Lightweight generator on the way for next natural disaster

By Abigail Klein Leichman

Aquarius Engines, the Israeli company that’s working on a revolutionary alternative to the combustion engine for cars, is packaging the same technology into an exceptionally lightweight and efficient portable generator.

It won’t be ready in time to help some 6.5 million Floridians left in the dark by Hurricane Irma, or the Caribbean islands now being hit by Hurricane Maria, but if all goes smoothly the Aquarius generator could be on hardware store shelves ahead of the next wave of massive power losses caused by extreme weather.

“Our very small compact engine gives as much energy as a huge engine to power an electric motor. We are using that same engine to build a small generator that will be equal to a bigger one in terms of energy supply,” says Aquarius chairman and co-founder Gal Fridman.

For the sake of comparison: While a typical “portable” household generator weighs 570 kilograms (1,256 pounds) and provides 24 kilowatts of power, the Aquarius generator weighs about 100kg (220 pounds) and gives off 35kw – enough for two average private homes.

This feat is made possible by the unusual design invented by Shaul Yaakoby. He replaced the constantly revolving combustion engine with a single-piston linear engine. A cylinder moves the fuel from side to side to generate electrical current, much like sea waves can do through an up-and-down movement. The Aquarius car engine weighs only 10.5kg (23 pounds).

“It’s the same technology, just a different package,” says Fridman. “Our engine has always been a generator that uses fuel to create electricity without rotating. That saves a lot of energy wasted in a regular engine and eliminates the need for a crankshaft and valves.”

Aquarius is optimizing its generator prototype for mass production and is seeking manufacturing partners to produce the first 100,000 generators.

On the strength of the demonstration unit alone, the company has signed preliminary contracts with several energy companies, mainly in Canada and Australia because of the difficulties in transferring electricity from where it is produced to the more remote areas of these large countries.
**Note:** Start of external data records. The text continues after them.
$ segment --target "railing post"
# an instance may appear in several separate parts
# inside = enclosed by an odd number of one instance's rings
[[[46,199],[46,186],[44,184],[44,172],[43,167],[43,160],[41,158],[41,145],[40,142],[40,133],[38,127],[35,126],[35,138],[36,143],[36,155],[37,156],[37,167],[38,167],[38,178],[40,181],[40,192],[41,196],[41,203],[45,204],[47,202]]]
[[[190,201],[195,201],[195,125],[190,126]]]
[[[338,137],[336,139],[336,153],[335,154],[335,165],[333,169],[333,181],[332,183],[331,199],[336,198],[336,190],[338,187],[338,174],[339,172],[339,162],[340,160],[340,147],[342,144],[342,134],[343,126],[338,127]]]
“The electricity chain of supply is changing today,” explains Fridman. “There used to be a central station that distributed the power everywhere. Today you have small stations, some operated by wind or sun and backed up by generators. For places like that, a very small, light and efficient generator is a must and our technology has a lot of advantages.”

The small size of the Aquarius generator would enable it to be carried home by two people in an SUV or pickup truck, rather than a team of workers in a delivery truck. And though most homeowners don’t have storage space for a large generator, the smaller one could be stored in an attic or basement.

“This is our unique selling point for domestic, light commercial energy supply,” says Fridman.

The company is based in Rosh Ha’ayin and also has a branch in Germany for R&D purposes, given that Germany is the engine center of Europe. Aquarius has raised $17 million since its founding in 2014.

“In a couple of months, after we have signed contracts with energy companies and car manufacturers, we’ll get to our B round in a much higher valuation,” says Fridman.